The Eastern seaboard hunkered down yesterday as Hurricane Sandy (aka Frankenstorm) barreled ashore. Even after hitting land, Sandy was still moving at a steady 28 mph, carrying sustained winds of 85 mph. Coastal areas flooded, including parts of New York City, and millions lost power. The storm surge along with the accompanying rain and gales might cost East Coast states up to $20 billion in total damages, much more than originally anticipated.
Faced with the wreckage of a hurricane, it’s hard to believe that Frankenstorm barely registers on the solar system’s weather scale. Saturn’s Great White Spot would have dwarfed little Sandy, and recent research shows that the tempest is continuing to wreak havoc in the planet’s upper atmosphere almost two years after it started.
Leigh Fletcher (University of Oxford) and his colleagues observed the evolving storm using Cassini, the Very Large Telescope in Chile, and NASA’s Infrared Telescope Facility (IRTF) at Mauna Kea, revealing the full extent of the storm’s impact on the gas giant’s upper atmosphere.

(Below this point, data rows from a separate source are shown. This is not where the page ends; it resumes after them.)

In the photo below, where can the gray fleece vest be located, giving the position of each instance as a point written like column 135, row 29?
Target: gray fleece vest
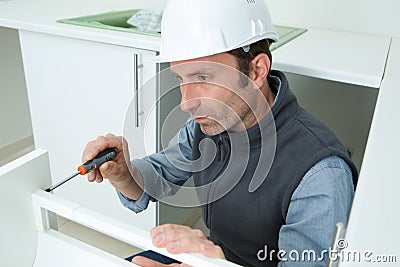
column 243, row 222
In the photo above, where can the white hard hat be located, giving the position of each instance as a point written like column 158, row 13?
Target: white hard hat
column 197, row 28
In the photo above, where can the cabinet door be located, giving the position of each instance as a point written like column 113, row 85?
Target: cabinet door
column 77, row 91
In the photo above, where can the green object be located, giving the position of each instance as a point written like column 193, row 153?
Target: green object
column 117, row 21
column 113, row 20
column 286, row 34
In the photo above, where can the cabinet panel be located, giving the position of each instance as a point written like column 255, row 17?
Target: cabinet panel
column 78, row 90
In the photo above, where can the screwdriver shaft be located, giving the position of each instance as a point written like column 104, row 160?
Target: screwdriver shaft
column 61, row 182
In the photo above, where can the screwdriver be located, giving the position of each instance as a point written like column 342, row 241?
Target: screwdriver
column 104, row 156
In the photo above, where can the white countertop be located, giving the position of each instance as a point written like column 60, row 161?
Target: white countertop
column 333, row 55
column 375, row 215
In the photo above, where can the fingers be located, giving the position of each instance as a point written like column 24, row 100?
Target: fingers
column 145, row 262
column 183, row 239
column 167, row 233
column 102, row 142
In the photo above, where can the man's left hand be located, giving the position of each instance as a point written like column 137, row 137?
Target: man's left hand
column 180, row 239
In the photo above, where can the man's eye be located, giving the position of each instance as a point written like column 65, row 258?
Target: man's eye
column 180, row 80
column 203, row 78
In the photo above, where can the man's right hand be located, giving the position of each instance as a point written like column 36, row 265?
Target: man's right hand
column 117, row 171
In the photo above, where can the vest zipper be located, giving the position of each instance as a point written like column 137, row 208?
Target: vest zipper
column 219, row 148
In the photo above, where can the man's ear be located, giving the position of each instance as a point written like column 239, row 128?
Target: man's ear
column 260, row 66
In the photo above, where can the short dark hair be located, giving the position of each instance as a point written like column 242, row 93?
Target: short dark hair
column 244, row 58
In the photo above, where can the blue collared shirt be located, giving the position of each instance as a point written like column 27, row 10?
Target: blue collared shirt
column 322, row 199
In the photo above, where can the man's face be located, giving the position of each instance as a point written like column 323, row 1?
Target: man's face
column 214, row 94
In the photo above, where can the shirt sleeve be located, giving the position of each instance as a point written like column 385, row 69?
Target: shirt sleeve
column 164, row 172
column 322, row 199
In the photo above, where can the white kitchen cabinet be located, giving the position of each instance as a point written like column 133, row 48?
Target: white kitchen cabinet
column 78, row 90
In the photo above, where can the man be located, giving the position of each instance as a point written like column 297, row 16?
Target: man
column 269, row 176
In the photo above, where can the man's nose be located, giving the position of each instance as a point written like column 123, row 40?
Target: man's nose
column 190, row 100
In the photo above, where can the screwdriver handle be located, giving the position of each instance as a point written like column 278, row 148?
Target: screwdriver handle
column 104, row 156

When the Great White Spot erupted in late 2010 (May issue, page 20), the spectacular cloud display riveted the attention (and observing capabilities) of amateurs and professionals alike. The storm raged for roughly a year, encircling the planet and discharging lightning almost continuously. Warm, moist air rushed upward through the troposphere with speeds up to 335 mph, about four times faster than Hurricane Sandy’s winds, and the white monster’s head surged against Saturn’s jet streams at roughly 60 mph, twice the speed of Frankenstorm as it approached New Jersey.
The Great White Spot — that is, the sunlight scattered off of clouds in the troposphere — had largely faded away by the end of 2011. But infrared views are now showing the storm’s true aftermath. While the cloud decks of the troposphere roiled below, the storm’s energy rippled upward to disturb the quiescent stratosphere hundreds of kilometers above. Even after the stormy white clouds dissipated, an infrared vortex continued to swirl in Saturn’s upper atmosphere.

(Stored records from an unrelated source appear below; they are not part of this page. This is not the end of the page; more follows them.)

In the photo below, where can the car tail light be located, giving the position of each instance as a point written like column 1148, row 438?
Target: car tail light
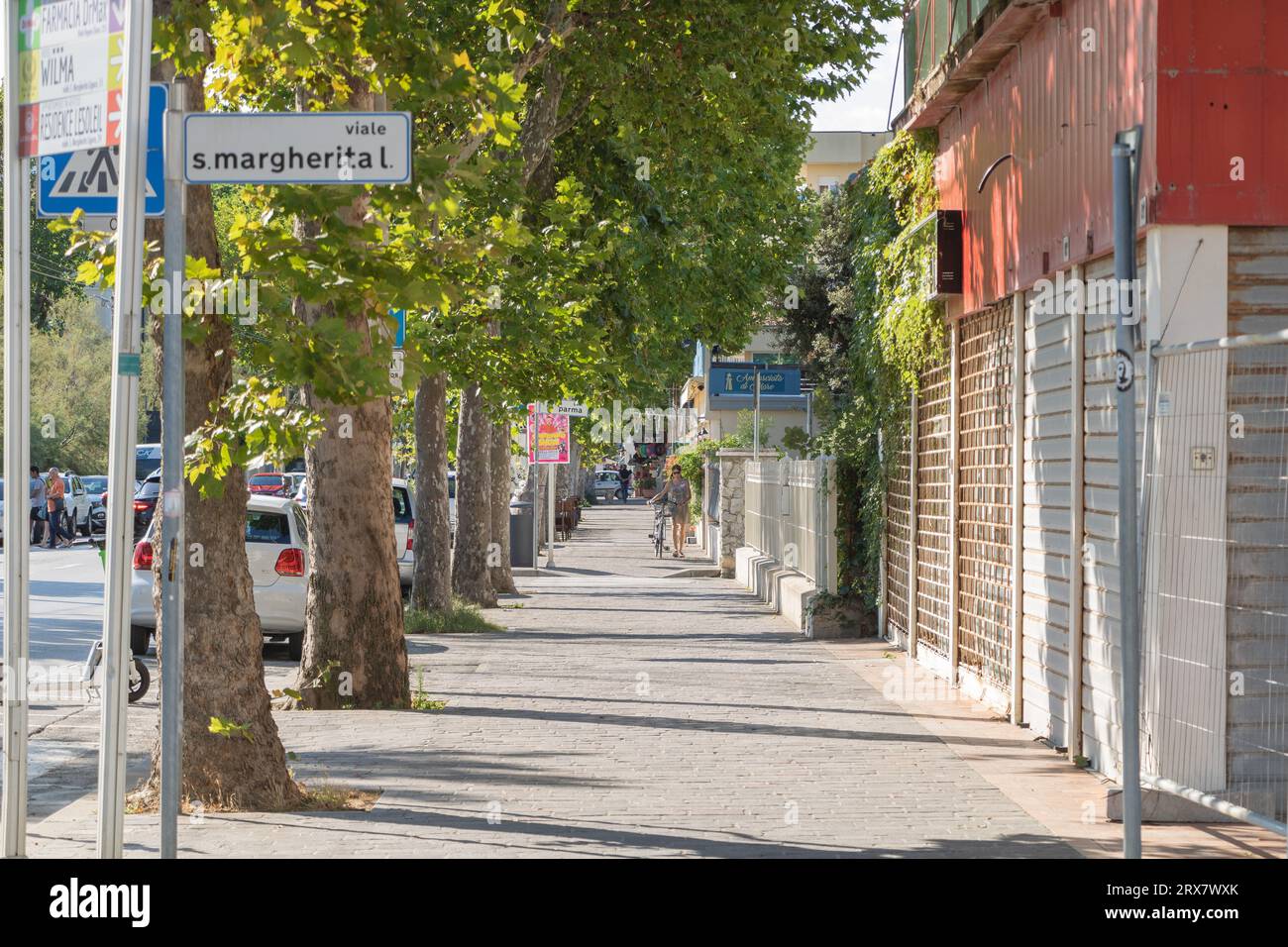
column 290, row 562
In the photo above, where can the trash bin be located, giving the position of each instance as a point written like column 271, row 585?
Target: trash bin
column 520, row 534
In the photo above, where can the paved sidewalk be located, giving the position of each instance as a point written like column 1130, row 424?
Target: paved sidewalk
column 621, row 714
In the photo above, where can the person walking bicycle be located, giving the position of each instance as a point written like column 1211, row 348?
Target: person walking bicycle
column 677, row 495
column 56, row 504
column 37, row 488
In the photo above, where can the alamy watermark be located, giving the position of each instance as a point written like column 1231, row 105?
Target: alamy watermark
column 1109, row 296
column 233, row 296
column 643, row 427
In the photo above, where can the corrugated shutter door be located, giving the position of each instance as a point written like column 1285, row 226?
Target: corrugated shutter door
column 984, row 492
column 932, row 500
column 898, row 534
column 1047, row 514
column 1257, row 514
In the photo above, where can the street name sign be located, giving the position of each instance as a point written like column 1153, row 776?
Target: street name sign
column 296, row 149
column 89, row 179
column 71, row 67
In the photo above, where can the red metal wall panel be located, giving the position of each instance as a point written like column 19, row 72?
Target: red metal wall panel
column 1055, row 103
column 1223, row 85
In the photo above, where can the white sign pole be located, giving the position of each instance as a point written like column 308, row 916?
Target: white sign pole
column 171, row 484
column 550, row 484
column 17, row 451
column 127, row 346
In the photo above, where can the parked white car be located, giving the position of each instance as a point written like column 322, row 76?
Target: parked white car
column 404, row 528
column 605, row 484
column 277, row 553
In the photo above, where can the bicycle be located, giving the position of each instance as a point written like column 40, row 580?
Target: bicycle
column 658, row 530
column 140, row 680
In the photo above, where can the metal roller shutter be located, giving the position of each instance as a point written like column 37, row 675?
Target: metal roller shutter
column 932, row 509
column 984, row 495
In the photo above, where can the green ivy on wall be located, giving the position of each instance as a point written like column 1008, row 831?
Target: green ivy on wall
column 866, row 330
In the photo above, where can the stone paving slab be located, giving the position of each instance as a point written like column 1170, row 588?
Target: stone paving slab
column 622, row 714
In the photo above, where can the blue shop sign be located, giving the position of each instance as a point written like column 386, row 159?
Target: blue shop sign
column 776, row 379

In Earthbound thunderstorms, hot air rises and cooler air sinks, a boiling motion that often leads to an effect called “gravity waves.” (This effect is very different from gravitational waves!) While air usually moves horizontally to the ground, gravity waves move air up and down instead, much like waves on water. Gravity waves carry energy from below into the upper atmosphere, and Fletcher and his colleagues think that’s exactly what happened in Saturn’s atmosphere.
What began as a tropospheric storm (similar to a thunderstorm on Earth) soon became not one, but two spinning vortexes in Saturn’s stratosphere. Rather than cooling down and dissipating, the warm, whirling airmasses soon merged into a single vortex that, for a brief time, was even bigger than Jupiter’s Great Red Spot.

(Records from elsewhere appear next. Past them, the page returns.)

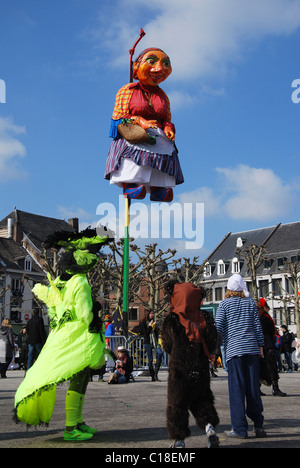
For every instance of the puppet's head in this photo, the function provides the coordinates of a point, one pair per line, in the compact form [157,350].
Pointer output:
[77,251]
[152,67]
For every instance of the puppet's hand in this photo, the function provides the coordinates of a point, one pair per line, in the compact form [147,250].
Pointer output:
[169,133]
[145,124]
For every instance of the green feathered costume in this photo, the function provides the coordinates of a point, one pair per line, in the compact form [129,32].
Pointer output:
[71,346]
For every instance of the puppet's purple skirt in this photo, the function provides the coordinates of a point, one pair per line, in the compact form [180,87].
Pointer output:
[119,150]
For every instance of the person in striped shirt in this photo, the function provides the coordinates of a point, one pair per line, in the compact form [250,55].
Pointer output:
[238,323]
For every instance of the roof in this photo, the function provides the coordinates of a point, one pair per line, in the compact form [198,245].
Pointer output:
[36,227]
[280,241]
[12,255]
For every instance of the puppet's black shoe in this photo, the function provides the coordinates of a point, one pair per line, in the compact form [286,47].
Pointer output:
[161,194]
[260,433]
[136,192]
[212,440]
[178,444]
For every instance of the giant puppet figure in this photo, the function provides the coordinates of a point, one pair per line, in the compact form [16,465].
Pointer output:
[76,342]
[143,157]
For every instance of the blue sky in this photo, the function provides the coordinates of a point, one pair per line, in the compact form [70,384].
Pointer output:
[234,63]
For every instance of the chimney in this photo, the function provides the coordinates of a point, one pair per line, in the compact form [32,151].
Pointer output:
[10,223]
[74,223]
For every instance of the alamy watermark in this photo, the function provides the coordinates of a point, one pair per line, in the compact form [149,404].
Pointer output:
[174,221]
[2,92]
[296,94]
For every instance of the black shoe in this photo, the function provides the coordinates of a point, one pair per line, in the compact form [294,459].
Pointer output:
[277,392]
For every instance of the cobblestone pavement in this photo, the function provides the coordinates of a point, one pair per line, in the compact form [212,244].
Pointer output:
[132,416]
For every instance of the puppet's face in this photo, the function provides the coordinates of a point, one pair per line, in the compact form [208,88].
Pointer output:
[154,68]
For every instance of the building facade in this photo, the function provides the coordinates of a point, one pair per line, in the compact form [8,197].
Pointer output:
[281,245]
[22,262]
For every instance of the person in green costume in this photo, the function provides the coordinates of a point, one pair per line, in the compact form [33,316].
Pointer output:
[76,342]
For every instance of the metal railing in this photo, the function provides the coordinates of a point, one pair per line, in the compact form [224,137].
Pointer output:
[135,346]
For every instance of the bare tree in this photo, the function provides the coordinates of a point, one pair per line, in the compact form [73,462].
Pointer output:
[254,256]
[293,270]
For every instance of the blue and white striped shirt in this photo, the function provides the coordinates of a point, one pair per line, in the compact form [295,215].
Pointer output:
[238,322]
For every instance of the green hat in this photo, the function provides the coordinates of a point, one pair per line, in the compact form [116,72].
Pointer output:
[77,250]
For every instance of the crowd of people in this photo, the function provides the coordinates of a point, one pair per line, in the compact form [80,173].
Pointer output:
[253,351]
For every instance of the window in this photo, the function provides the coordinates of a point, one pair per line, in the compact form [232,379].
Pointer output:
[278,316]
[218,294]
[28,263]
[267,264]
[221,267]
[235,265]
[207,269]
[280,262]
[277,287]
[263,288]
[289,286]
[133,314]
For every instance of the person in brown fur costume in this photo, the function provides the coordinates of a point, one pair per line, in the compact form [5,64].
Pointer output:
[189,336]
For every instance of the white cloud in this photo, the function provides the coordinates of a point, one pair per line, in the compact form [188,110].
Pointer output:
[212,202]
[255,194]
[68,212]
[245,193]
[203,38]
[10,149]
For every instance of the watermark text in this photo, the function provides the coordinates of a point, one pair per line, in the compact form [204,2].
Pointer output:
[177,221]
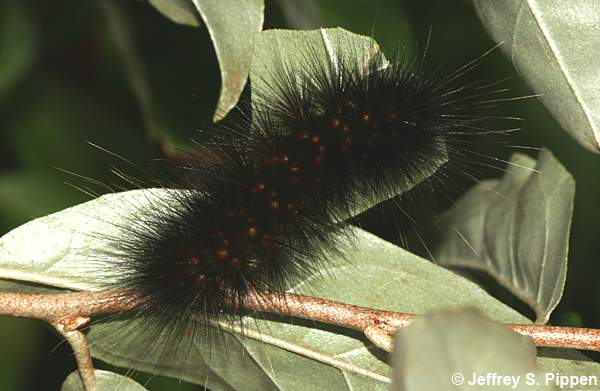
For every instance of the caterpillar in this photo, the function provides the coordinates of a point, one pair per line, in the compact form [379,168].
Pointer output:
[260,204]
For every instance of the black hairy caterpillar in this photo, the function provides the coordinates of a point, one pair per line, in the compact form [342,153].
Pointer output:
[314,147]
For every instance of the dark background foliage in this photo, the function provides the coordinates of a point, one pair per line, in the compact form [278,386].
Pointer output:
[63,83]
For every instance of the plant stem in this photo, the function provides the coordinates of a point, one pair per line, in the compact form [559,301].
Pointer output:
[69,309]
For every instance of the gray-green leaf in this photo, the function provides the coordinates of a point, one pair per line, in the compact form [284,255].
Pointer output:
[232,25]
[57,250]
[105,381]
[555,46]
[296,49]
[179,11]
[445,350]
[290,356]
[517,230]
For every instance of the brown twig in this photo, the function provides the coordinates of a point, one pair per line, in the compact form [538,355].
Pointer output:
[81,350]
[68,311]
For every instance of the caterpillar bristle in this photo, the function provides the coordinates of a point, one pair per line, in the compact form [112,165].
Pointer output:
[263,201]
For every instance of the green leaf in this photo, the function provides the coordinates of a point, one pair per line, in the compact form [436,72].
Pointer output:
[444,349]
[61,250]
[375,274]
[517,230]
[18,44]
[555,46]
[231,24]
[291,47]
[178,11]
[105,381]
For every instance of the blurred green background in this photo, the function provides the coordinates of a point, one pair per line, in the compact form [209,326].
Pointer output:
[64,82]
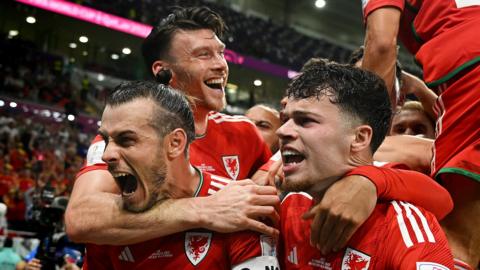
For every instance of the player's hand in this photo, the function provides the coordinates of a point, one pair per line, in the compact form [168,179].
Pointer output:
[238,207]
[342,210]
[273,177]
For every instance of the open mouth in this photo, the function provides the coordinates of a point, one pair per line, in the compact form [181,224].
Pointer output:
[127,182]
[292,157]
[216,84]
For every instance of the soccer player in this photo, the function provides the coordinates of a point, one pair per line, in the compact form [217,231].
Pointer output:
[442,34]
[184,49]
[146,117]
[267,121]
[336,117]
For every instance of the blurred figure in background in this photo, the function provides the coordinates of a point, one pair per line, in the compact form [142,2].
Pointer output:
[267,121]
[411,119]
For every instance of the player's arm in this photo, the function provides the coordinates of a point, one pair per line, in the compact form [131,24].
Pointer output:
[381,45]
[412,151]
[415,240]
[350,201]
[94,213]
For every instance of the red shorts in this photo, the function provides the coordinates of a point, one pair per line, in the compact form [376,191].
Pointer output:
[457,145]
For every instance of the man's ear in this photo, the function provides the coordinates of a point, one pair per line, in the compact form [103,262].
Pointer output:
[363,137]
[175,143]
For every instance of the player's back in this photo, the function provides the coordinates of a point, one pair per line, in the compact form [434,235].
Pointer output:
[396,236]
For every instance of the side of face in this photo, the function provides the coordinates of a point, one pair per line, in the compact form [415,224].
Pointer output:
[267,124]
[134,152]
[315,144]
[412,122]
[200,67]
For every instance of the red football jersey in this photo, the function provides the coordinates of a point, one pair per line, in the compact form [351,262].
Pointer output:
[194,249]
[428,28]
[397,235]
[232,147]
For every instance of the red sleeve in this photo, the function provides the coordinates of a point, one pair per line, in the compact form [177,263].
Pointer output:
[415,240]
[94,161]
[97,257]
[368,6]
[263,154]
[410,186]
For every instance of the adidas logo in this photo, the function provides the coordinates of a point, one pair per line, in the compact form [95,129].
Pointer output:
[126,255]
[292,256]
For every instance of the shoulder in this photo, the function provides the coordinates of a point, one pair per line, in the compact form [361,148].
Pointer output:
[218,118]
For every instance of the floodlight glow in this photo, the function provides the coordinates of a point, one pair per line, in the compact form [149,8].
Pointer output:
[126,50]
[31,19]
[320,3]
[13,33]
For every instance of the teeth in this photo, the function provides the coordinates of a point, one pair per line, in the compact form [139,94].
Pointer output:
[214,81]
[286,153]
[119,174]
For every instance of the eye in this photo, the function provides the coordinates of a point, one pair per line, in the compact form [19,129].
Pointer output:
[303,121]
[125,141]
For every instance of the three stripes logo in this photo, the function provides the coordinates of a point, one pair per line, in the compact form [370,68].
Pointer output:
[126,255]
[417,227]
[292,256]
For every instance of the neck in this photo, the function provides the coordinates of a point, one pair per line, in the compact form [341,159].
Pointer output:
[185,181]
[201,120]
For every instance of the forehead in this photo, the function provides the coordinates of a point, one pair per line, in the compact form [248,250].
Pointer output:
[192,39]
[320,106]
[411,115]
[135,114]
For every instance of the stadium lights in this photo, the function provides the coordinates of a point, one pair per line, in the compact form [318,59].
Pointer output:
[320,3]
[126,50]
[31,20]
[12,33]
[83,39]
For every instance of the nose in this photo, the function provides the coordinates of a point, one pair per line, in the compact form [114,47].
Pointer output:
[111,155]
[220,63]
[286,131]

Watch the video below to witness (from the side and from above) the two vortexes spawned by the Great White Spot. Unlike the clouds seen via scattered sunlight, which drift to the right in the video, the infrared-bright vortexes drift to the left following tropospheric winds. The first moves slowly at about 14 mph. The second travels with the head of the Great White Spot at 55 mph, catching up to merge with the slower vortex. Since the merger the giant beacon has shrunk and cooled a bit, but it’s still making its way around the planet at 55 mph as of the last reported observation in May 2012. Fletcher and his team expect the beacon to fade away by the end of next year, long outlasting the visible-light storm.